With all the things she’s killed she’s never clung  
And felt the blood be drained from someone’s neck,  
Her role inversed completely, clinging till  
Two bodies both collapsed above her head,  
Embrace broke loose, apparent life all gone.  
It’s happened now and now she can recall  
The way they toppled, slumped against her side.  
Red blood was seeping, welled from one god’s neck,  
The other with it stained across blue lips,  
And she began to shake, could feel what she  
Had pushed her muscles to, to fell these gods.  
She turned to face the others silently,  
Walked to them, still in their disguised forms,  
And listened as the queen continued on  
To tell them what to do while they processed.  
And then they did the what while they processed,  
Came back here where she’s still processing things,  
Content to look up to this savage sky,  
Where rain is falling, harsh attack from black.  
      There’s screeching as the thunder rolls again.  
The demons, fleeting shadows, fill the sky  
It seems like, hurrying back home at last.  
She watches, wondering if all of them  
Have personalities the same as him  
They met up there, that guy who hated Spike;  
She wonders if they’ll settle in back home,  
And if the other demons here all know  
That they don’t really have to fight, or if  
They’ll all be trapped here, trapped inside their heads  
Up to the point they cannot think beyond  
Their fear. She wonders where Illyria –  
For in the end her mind treks back again –  
Where she has sent herself, and if she’ll be  
OK, for any value of OK;  
She wonders if they’ll meet again when she  
Is finally allowed to die and stop.  
She’s doesn’t think it will be soon, and yet  
That’s maybe worth a thought or two, she thinks?  
Now Spike is talking by her side, and so  
She wonders what he’s said. “...is that all right?  
She was an Old One, murderer and that,  
But, fuck me, we’ve had too much death; I can’t  
Not feel it now that she’s gone too.” And Will’s  
Replying, “No, it’s human to be sad.”  
And Gunn is saying, “I’m not sure what we  
Should think. If we’re meant to be grateful that  
She’s saved us here, or if we’re meant to be  
Afraid of how much power she must have  
Now she’s some real god-god somewhere else.”  

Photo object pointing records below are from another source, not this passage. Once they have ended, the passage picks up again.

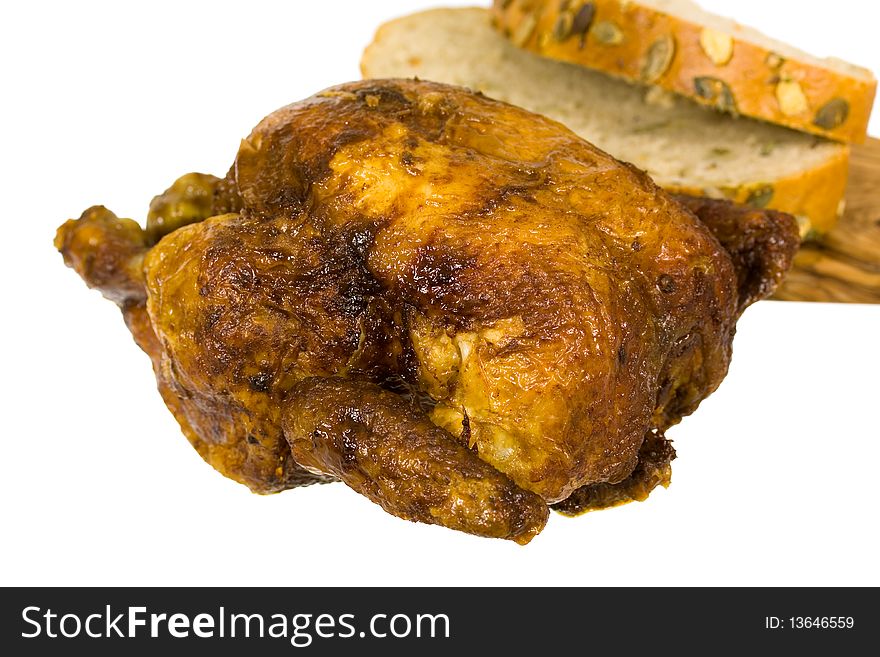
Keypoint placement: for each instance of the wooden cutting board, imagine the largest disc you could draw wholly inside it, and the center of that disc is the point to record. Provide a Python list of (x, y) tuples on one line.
[(845, 267)]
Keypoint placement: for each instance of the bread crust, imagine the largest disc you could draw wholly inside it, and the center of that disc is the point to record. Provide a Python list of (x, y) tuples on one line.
[(814, 195), (638, 43)]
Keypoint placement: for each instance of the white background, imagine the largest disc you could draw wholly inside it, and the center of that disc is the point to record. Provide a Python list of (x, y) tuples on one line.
[(777, 476)]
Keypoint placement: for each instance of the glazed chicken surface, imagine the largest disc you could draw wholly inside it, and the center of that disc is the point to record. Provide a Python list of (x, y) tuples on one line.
[(456, 307)]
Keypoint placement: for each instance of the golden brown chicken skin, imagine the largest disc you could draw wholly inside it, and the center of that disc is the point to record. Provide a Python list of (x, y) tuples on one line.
[(458, 308)]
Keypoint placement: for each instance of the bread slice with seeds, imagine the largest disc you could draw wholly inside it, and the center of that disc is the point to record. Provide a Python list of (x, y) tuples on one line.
[(683, 146), (677, 46)]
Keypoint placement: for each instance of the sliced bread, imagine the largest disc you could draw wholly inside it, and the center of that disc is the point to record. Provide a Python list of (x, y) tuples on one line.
[(677, 46), (684, 147)]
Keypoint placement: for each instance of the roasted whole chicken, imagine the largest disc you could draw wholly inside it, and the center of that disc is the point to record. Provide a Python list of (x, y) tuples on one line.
[(456, 307)]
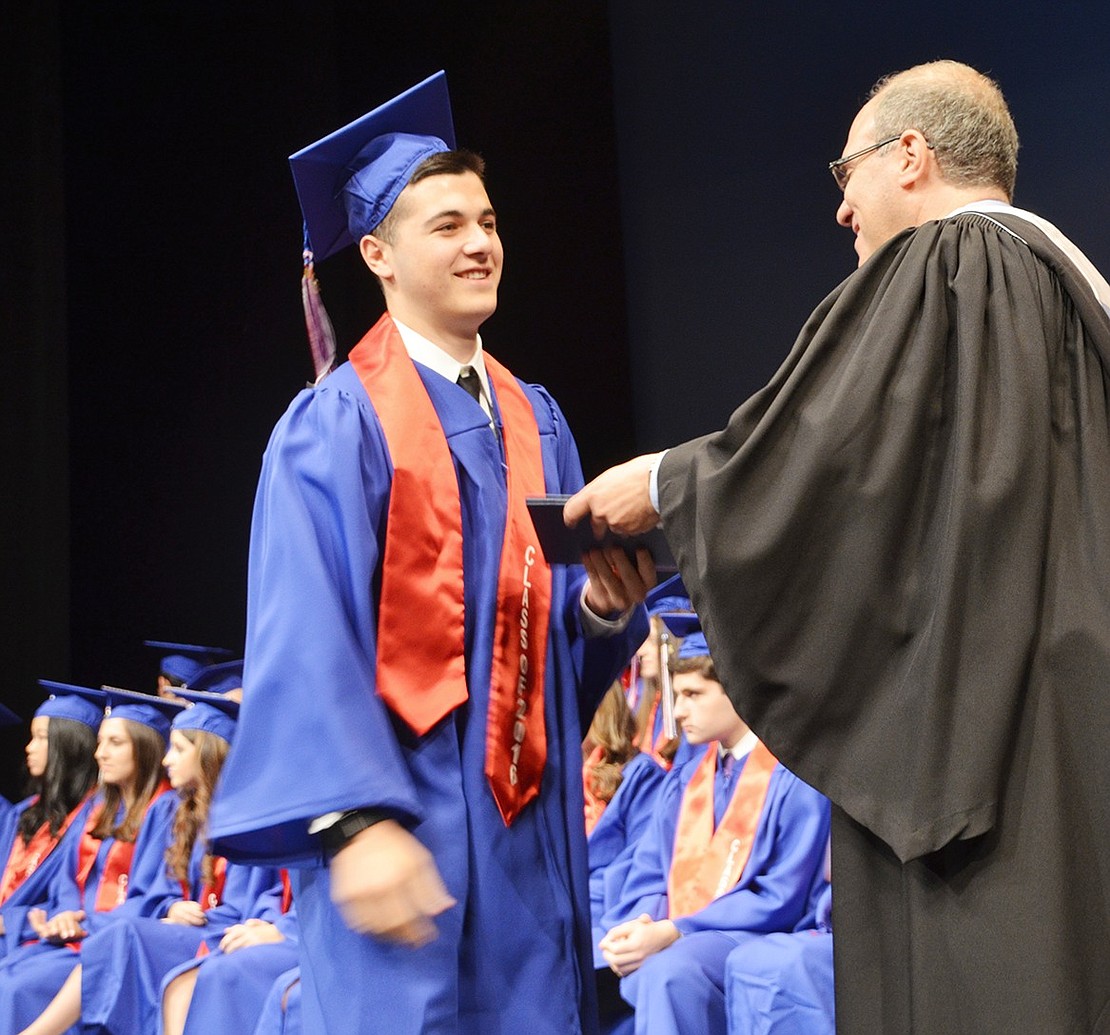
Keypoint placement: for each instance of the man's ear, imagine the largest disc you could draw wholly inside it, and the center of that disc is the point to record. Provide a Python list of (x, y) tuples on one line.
[(917, 157), (375, 253)]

The girls, they’re talking too, and Buffy wants,  
She realises just then, to just get home  
And sleep. And so she climbs up to her feet.  
They follow her.  
                      However, when they get  
Back to the shelter, Buffy finds that she  
Can’t sleep. In fact, she stops outside and finds  
She can’t go in. Her heavy head lifts up  
Towards the sky once more and she can only stare  
As now the rain is clearing, but the clouds  
Are all still black, still night, still far too wrong.  
“You want to wait?” Spike asks her, so she nods  
And they are sitting, waiting on the step  
To see how morning’s gonna come this time.  
The sound of water still surrounds them, rain  
In drains like rivers, gulleying through town,  
But that’s enough, the silence is enough,  
When everybody else has gone inside  
And shut themselves away, like they have done  
So many nights before. ‘Cause she is sure,  
When morning breaks today, then Spike will say  
That he can feel it, sunshine warming up  
The air, and they will wait for it until  
The sun appears too certainly to stay.  
‘Cause after that she finally can swear,  
_It’s done. It’s over now - and Giles? That god  
Who killed you so I’d fight? He’s dead and gone._  
She’ll say it. Now she is content to wait.

      It turns out in the morning, when it comes,  
Anne’s shelter faces West. And this is good,  
Because despite his best intentions Spike  
Awakens from a dream about dead fish  
To see that technically the morning’s come.  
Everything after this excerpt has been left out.